I went blissfully under and woke in the recovery room to lots of beeping and a lot of cramping pain, and was again blissfully treated with some IV demerol that took that pain right away. In my post-anesthesia-demeroled-stupor my doctor stopped in to tell me all about how things went. I had THREE polyps, I had a big old blood clot that probably was to blame for the weird bleeding, and YES I DID HAVE THE BANDING. Go freaking figure. I don't know whether to be happy about this (maybe it's a piece to our puzzle! Maybe the missing piece! Maybe we CAN have babies with both of our genetic makeup and my stupid uterus has been the culprit all along!) or worried (what the hell is this infection nonsense? what if it comes back? why does my body keep making these polyps? Why do I have blood in my uterus at inopportune times, which is SO BAD FOR IMPLANTATION?). But, everything is all cleaned up and so we're on for our June cycle, which had better be a normal cycle free of wacky estrogen levels and overly prolific follicles that blossom unevenly.

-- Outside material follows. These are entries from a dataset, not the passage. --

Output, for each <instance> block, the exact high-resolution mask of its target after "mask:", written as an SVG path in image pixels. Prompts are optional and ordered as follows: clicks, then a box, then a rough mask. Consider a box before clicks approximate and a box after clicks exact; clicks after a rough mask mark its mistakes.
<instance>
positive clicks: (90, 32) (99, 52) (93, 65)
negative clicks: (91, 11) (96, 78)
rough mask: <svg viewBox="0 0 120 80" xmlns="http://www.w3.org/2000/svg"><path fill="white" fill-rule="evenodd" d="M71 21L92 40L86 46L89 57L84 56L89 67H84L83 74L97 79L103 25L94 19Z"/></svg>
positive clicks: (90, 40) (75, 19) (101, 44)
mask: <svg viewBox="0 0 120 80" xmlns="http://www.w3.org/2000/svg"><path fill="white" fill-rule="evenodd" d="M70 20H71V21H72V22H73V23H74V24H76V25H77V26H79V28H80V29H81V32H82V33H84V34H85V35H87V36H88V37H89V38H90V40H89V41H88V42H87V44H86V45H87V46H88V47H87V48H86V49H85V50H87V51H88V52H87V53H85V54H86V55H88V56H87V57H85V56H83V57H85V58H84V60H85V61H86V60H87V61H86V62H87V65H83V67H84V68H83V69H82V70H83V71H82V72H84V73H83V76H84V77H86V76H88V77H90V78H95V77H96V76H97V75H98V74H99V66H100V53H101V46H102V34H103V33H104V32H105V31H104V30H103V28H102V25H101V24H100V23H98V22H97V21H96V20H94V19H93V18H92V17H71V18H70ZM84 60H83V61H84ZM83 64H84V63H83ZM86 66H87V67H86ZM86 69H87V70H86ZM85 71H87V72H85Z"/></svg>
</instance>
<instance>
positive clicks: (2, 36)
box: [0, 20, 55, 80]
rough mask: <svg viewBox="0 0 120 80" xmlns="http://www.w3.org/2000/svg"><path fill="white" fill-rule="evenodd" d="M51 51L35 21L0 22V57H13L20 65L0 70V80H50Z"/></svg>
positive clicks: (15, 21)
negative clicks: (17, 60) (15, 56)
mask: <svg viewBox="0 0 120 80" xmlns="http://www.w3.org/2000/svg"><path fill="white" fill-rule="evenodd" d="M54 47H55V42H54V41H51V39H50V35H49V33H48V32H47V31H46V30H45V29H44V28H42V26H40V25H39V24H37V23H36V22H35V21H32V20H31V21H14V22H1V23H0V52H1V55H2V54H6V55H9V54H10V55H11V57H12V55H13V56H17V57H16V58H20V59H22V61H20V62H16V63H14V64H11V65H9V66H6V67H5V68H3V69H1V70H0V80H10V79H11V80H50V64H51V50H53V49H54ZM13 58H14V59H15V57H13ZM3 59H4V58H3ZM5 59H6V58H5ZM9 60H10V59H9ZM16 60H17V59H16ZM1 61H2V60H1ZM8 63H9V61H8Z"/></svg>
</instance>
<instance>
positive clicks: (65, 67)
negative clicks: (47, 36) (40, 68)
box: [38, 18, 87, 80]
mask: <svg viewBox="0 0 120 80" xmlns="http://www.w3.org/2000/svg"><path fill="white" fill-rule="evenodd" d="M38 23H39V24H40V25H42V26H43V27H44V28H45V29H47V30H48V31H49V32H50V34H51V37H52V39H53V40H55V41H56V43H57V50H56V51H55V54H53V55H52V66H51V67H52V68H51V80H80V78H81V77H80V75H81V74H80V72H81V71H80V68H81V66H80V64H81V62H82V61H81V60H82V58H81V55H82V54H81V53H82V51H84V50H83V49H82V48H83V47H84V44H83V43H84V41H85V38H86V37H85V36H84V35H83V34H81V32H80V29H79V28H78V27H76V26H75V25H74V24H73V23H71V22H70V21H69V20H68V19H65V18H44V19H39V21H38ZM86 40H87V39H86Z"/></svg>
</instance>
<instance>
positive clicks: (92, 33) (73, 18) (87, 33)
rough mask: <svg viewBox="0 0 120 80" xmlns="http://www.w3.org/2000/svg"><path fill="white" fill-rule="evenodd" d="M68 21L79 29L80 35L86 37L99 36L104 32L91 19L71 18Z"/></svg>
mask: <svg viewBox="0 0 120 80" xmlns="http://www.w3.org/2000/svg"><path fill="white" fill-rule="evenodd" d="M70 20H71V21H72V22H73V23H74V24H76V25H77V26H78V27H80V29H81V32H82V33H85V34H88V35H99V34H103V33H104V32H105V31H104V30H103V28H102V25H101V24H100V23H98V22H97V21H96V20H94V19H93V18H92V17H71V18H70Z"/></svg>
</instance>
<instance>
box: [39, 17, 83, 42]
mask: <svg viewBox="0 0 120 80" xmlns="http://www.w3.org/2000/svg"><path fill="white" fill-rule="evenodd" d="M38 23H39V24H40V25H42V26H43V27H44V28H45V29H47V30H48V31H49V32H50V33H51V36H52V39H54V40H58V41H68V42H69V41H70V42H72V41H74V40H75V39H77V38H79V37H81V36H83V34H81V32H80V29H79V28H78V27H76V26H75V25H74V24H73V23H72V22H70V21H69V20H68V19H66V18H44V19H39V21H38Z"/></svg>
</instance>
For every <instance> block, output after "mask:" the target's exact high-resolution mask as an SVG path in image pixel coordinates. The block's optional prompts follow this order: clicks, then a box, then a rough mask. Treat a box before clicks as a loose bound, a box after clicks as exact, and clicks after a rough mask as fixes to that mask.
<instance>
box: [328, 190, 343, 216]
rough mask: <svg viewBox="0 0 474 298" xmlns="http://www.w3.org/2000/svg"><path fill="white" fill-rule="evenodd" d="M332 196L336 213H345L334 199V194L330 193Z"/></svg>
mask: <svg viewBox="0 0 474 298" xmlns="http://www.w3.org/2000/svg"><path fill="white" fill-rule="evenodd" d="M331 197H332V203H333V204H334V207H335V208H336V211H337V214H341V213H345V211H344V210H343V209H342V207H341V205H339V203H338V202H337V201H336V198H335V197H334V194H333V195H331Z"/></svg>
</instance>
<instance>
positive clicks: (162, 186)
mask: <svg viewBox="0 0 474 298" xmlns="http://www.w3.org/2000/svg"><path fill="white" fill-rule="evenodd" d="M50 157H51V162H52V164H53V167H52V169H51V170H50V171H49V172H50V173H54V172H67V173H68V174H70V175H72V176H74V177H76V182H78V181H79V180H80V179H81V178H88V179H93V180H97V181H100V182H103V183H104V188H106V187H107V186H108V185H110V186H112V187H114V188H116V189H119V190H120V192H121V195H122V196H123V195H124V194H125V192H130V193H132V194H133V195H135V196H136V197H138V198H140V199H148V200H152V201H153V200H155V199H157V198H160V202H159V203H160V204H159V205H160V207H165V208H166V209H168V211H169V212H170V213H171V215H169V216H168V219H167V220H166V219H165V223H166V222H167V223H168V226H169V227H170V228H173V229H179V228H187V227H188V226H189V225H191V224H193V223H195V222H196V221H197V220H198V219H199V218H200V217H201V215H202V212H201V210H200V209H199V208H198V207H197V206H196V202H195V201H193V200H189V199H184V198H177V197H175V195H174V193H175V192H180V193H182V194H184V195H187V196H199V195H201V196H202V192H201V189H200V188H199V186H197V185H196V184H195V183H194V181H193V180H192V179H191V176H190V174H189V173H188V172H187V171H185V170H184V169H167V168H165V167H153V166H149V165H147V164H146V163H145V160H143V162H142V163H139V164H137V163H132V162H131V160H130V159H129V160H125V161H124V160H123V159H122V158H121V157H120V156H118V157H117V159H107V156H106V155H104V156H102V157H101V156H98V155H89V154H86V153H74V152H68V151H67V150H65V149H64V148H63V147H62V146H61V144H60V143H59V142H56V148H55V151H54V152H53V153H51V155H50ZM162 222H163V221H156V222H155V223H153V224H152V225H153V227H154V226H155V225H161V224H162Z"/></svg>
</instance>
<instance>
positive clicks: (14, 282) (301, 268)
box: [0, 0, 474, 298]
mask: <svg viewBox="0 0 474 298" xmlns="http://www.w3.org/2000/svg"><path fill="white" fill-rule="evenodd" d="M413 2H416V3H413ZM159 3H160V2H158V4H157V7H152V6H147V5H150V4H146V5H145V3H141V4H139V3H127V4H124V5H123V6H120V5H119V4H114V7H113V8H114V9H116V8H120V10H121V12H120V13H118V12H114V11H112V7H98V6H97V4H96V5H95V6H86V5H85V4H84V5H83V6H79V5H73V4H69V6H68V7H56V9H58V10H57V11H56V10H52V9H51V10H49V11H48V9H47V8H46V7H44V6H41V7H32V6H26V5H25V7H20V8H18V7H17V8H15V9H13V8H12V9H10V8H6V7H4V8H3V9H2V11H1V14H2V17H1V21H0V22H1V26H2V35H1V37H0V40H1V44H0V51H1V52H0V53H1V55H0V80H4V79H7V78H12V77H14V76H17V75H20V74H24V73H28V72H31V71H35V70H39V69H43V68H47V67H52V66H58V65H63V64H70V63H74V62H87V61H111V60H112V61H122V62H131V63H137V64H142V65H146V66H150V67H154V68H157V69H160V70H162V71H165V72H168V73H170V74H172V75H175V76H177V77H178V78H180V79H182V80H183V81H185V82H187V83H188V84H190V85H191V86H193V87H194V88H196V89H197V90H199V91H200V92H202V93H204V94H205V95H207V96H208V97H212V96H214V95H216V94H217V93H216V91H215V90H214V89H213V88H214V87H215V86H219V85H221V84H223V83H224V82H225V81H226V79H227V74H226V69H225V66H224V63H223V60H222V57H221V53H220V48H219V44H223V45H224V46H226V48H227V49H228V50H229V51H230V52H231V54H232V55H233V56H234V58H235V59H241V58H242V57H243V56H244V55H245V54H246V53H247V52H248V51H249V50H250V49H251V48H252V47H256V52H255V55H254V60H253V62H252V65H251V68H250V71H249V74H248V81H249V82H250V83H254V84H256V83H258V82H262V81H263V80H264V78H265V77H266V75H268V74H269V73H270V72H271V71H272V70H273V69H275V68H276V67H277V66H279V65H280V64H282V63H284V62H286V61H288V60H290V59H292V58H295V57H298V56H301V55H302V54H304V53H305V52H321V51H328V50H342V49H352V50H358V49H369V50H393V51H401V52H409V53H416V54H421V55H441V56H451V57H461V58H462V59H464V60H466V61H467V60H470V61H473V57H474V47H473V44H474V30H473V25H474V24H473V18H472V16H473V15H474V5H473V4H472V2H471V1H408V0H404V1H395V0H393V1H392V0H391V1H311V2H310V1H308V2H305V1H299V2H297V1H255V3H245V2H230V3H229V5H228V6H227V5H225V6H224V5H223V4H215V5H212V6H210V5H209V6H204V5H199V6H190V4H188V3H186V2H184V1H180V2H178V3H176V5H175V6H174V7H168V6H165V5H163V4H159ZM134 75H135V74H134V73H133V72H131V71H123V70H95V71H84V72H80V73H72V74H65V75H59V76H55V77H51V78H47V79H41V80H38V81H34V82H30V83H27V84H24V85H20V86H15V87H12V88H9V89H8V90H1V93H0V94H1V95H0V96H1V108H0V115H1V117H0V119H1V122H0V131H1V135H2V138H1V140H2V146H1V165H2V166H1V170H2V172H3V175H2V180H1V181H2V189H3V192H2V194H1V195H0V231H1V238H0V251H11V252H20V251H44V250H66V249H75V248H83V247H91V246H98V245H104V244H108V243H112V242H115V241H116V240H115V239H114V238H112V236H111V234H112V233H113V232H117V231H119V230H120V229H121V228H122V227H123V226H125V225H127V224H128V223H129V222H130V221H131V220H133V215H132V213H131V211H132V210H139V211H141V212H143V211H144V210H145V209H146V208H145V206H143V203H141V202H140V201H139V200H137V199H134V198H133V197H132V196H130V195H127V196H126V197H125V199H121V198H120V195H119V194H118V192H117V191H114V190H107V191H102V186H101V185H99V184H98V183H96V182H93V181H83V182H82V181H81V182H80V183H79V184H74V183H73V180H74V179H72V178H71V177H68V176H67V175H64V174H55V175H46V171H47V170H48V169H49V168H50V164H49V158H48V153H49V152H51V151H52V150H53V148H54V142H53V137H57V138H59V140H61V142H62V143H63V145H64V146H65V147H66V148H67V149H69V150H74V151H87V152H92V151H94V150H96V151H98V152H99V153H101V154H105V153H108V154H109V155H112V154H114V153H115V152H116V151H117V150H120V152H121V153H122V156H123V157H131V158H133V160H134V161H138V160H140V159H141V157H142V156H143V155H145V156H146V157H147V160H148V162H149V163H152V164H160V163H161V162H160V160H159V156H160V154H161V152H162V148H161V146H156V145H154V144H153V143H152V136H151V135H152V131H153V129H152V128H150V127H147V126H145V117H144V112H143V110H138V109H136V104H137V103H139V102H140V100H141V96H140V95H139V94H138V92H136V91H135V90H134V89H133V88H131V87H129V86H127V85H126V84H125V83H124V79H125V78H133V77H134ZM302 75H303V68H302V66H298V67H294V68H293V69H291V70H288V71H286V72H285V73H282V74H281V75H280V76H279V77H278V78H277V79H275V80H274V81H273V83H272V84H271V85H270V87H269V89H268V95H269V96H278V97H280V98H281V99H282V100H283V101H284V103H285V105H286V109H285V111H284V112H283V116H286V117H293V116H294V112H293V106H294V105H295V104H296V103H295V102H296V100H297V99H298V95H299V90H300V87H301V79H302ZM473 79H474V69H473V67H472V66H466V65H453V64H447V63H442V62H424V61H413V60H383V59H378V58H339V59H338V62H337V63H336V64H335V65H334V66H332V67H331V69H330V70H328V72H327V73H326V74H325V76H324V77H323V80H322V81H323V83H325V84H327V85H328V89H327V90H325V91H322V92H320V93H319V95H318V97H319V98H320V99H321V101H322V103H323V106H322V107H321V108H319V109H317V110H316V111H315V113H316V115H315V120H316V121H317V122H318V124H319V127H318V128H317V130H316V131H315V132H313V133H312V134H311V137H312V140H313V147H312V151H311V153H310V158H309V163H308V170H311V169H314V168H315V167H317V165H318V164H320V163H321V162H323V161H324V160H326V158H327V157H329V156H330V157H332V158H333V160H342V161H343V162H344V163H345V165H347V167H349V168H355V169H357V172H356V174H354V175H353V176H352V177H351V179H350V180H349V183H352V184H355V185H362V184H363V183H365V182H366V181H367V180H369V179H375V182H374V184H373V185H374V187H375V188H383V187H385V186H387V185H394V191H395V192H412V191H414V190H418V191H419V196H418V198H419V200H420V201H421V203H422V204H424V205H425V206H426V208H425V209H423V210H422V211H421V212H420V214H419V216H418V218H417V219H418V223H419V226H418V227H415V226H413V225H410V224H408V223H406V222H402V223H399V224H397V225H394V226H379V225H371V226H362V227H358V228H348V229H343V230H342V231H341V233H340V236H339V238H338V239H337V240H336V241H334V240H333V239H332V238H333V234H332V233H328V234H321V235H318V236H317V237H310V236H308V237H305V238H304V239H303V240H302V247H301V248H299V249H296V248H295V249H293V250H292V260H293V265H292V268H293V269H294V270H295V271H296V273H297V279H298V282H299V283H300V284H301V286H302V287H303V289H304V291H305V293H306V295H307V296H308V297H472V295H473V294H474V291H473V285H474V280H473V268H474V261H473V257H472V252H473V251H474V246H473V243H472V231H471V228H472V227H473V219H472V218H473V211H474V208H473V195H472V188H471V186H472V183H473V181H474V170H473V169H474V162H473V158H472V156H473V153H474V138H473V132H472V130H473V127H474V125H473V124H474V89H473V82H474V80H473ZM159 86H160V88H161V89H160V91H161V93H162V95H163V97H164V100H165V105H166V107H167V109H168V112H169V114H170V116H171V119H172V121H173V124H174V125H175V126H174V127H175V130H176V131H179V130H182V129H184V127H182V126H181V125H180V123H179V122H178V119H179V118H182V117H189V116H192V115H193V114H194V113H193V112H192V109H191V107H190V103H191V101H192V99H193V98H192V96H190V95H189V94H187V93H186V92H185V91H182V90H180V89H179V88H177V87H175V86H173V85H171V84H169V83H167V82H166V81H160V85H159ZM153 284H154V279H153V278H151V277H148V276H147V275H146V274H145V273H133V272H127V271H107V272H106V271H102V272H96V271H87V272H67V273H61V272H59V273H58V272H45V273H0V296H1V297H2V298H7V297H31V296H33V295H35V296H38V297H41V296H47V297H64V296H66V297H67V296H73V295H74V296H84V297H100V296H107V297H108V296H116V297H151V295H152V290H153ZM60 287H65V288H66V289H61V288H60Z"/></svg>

OK, HERE'S WHERE THE PICTURES OF MY INNARDS COME IN, SO SCROLL FAST IF YOU ARE NOT INCLINED TO SEE THIS STUFF WITHOUT SQUEAMISHNESS (I DID TRY TO PUT THE WORST ONE THIRD OUT OF FOUR) :
Sorry, grossest one. This is the evil blood clot. And, it's really similar to a sand worm from Dune or something.Definitely a disturbance in the Force. My poor, beleaguered, nerdy cervix! |
That's no space station... HA! Couldn't resist. Here's one example out of three of the weird banding.OK, antibiotic, do your job and zap that nonsense out of the way of my baby! |
After the surgery, Bryce was great. He got my prescriptions while I slept in the car and picked up some pretty flowers, too. That I may have explicitly asked for but whatever, he got them. I rested and slept and then had to take some percoset because man I was a little more painful after this one than the last two. Recovery was slower, too. I still felt awful on Sunday, on Day 4. (Probably because I tried a little gardening, which was probably ill advised, but I stopped once I got really crampy again.) This week I've been tired and a bit sore but things seem to be a bit more well-behaved in my nethers so all's well that's in the middle of ending well.
Let's hope this all proves to be my LAST hysteroscopy, that the next procedure after the egg retrieval and transfer is an ultrasound to check out my burgeoning gestational sac. I mean, the home's all renovated and cleared of the toxic mold that has caused previous evictions, so it should be all set for some more permanent tenants, right? I hope so. I really, really, really hope so.
Just catching up on your blog...and am hoping right along with you that your uterus is home to a more permanent tenant (tenants) soon!